Commercial lease types vary, but generally speaking leases are written contracts between a property owner and a tenant. These documents include references to items such as the specified amount of rent and when payment is due. Usually, the rental period is stipulated, such as a three- year lease. Leases differ, relative to their target area. For instance, an office building lease in a city like San Francisco and a retail lease for a strip center mall in a smaller city like Sarasota, Florida, would be quite different.Do you want to learn more? Visit click here now.
Commercial Lease Types:
Gross vs. Net Leases
A gross lease is one in which the owner/landlord is responsible for paying taxes, insurance and any other costs of property ownership. Most apartment leases are gross leases since you just pay rent and that’s all. Some apartments may require you to pay your electric bill, but everything else is paid by the landlord in a gross lease.
A net lease is just the opposite – basically, you pay a rental fee to the landlord and then you pay your taxes, insurance, maintenance, and all other fees and expenses associated with the property. Therefore, when you as a landlord agree upon a net lease, the rent you receive is net income. You don’t have to pay any other costs out of it.
Triple Net Lease
In the commercial arena most leases are net, to a certain degree. You could even have a double or a triple net lease. A triple net lease used to mean that you would pay the rent, taxes, insurance, and common area maintenance (CAM). Nowadays, there’s no such thing as a completely net or gross lease.

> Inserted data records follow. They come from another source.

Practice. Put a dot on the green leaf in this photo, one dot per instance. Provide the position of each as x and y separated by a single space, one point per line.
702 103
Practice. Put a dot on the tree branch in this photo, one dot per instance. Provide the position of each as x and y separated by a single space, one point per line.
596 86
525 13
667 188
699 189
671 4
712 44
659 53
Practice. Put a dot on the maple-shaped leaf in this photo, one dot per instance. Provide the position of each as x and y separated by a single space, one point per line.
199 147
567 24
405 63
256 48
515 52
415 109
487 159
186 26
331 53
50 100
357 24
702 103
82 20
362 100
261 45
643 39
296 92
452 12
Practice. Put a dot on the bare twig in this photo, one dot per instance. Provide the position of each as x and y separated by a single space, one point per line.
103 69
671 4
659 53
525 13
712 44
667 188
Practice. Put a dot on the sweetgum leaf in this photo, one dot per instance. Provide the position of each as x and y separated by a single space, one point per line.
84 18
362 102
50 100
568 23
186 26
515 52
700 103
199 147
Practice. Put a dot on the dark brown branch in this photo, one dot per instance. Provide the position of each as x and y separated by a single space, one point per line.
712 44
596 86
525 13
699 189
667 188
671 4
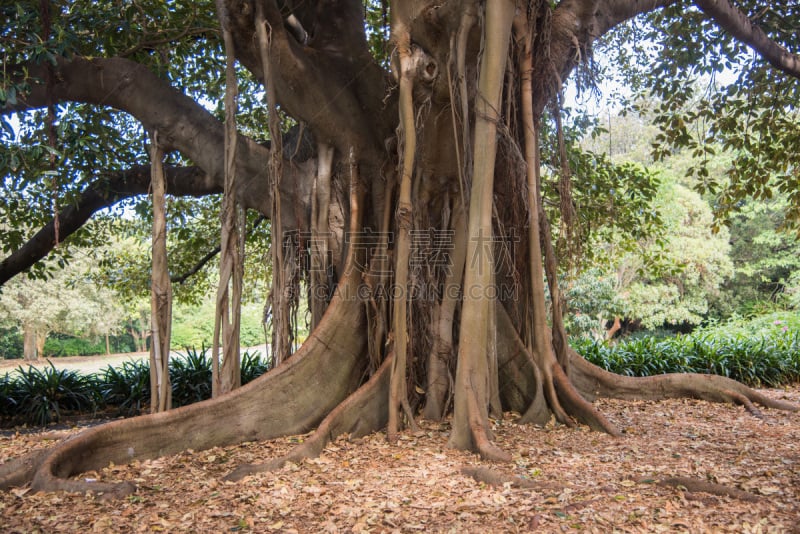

Typically, if you were renting space in a freestanding facility, you would pay all fees and operating expenses associated with that area. The great thing about a commercial lease is that the vast majority of them are net leases. A lease may be largely net, with the tenant paying rent and all of the other expenses of the property, like taxes and insurance.
However, even in a case like this, the landlord would pay something, like the insurance on the building structure itself. Therefore, the lease isn’t completely net. Tenants insure the contents of a structure. Before the lease begins, if you have a lot of equipment, you should inspect it to make sure it’s in working order. Then, meet with your tenants and agree on procedure, should anything happen to the equipment or property.